At the end of the tour of the verge, we looked at some other successes: Darling pea (Swainsona galegifolia) (native bees and host plant to the common grass blue butterfly), Fan flower (Scaevola aemula), dune fan flower (Scaevola caledulacea) (host plant for the meadow argus), swamp mazus (Mazus pumilio), Australian rush (Juncus usitatus) (a favoured sleeping perch for the neon cloak and dagger bees), Westringia fruticosa ‘Zena’, and native parsnip (Trachymene incisa), because it has white flowers and attracts a lot of pollinators.
It is easy to get overwhelmed by the amount of available information. There aren’t any right or wrong answers when creating a verge garden. The garden will change over time no matter what. Just know that the type of plant you select will determine whether your verge will be high or low maintenance. But the most important thing is to give it a crack and lend a helping hand to your local insects.
Plant List









I use an iNaturalist Project to track who’s been visiting my verge and home garden and urge you all to do the same. See: Your Home · iNaturalist
Thank you to Brendan for hosting this month. We were all inspired by the diversity of plants and how much difference just a small patch can make. It was also good to meet up with Donna again and check her verge garden further down the street. All these small patches add up and it’s a great way to get to bring neighbours together.

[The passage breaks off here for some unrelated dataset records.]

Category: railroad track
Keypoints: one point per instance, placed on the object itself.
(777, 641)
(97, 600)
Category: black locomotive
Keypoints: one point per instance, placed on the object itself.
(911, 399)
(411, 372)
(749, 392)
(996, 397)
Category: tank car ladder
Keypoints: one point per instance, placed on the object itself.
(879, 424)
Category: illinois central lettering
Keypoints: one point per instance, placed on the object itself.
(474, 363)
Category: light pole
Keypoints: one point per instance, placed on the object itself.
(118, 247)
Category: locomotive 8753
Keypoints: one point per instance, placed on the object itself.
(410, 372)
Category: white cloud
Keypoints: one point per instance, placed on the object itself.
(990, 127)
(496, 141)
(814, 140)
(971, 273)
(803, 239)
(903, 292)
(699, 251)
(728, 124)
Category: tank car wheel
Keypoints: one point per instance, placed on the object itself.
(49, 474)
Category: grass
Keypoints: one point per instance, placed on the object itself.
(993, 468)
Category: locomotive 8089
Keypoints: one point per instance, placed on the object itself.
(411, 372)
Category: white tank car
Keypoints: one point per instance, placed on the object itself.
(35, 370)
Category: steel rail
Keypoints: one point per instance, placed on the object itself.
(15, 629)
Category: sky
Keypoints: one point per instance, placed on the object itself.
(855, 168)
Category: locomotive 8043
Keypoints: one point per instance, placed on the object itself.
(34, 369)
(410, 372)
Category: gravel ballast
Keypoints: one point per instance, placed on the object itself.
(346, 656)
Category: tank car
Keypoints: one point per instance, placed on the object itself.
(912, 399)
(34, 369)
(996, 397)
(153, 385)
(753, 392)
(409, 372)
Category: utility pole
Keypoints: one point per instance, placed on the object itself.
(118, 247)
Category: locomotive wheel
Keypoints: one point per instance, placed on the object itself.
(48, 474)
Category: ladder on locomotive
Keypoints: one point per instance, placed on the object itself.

This verge is in the Brisbane City Council area. See Brisbane’s policy here.
Please use the comments below for questions about this verge or the plants.









Love this approach to the verge. So lush and full of colour and life. Also amazing to see one so neat even without a concrete path to define the edges.
Hey Jenny, that Senna we were looking at on Brendan's verge was Senna artemisioides. The one I have in my garden is Senna acclinis.